The first large-scale report by the UN’s Intergovernmental Panel on Climate Change since 2013 warns of increasingly extreme heatwaves, droughts and flooding, and that a key temperature limit faces being broken in just over a decade.
According to the top scientists, temperatures across the surface of the world have risen since 1970 faster than in any 50-year period in the last two millennia.
They highlight that global warming is “already affecting many weather and climate extremes in every region across the globe”.
If any doubts remain about the climate crisis facing humanity, we have been given a real wake-up call this week.
Extreme weather events are occurring around the world, with major fires are burning out of control in Greece and California, only weeks after unprecedented flooding in continental Europe and China.
The latest extreme weather conditions and the new UN climate report come less than three months ahead of the UN’s Cop26 climate summit in Glasgow.

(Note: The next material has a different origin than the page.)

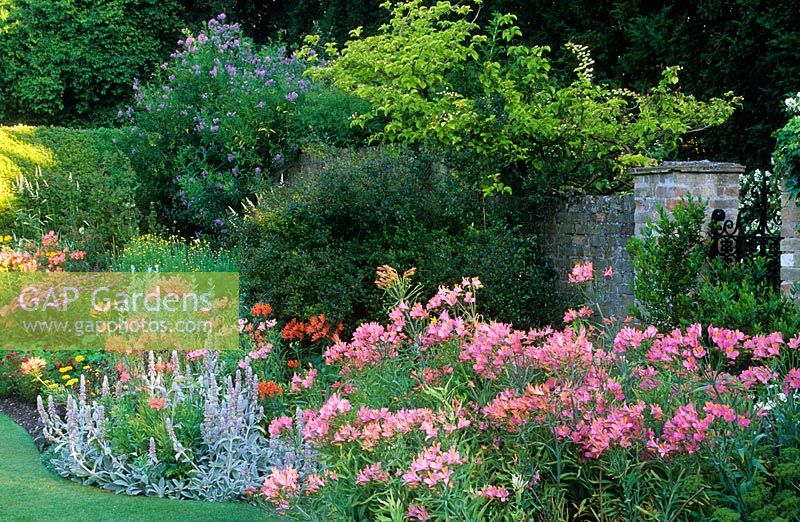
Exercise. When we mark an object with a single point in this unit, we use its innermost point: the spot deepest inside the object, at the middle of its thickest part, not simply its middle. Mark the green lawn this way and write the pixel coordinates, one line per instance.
(28, 492)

UN Secretary General António Guterres said: “If we combine forces now, we can avert climate catastrophe. But, as today's report makes clear, there is no time for delay and no room for excuses. I count on government leaders and all stakeholders to ensure Cop26 is a success.”
Time is running out to avoid catastrophe with only a substantial reduction in greenhouse gases able to stabilise temperature rises. Governments across the world have endorsed the worrying findings of the UN climate report. They now need to act at Cop26 to help save the environment.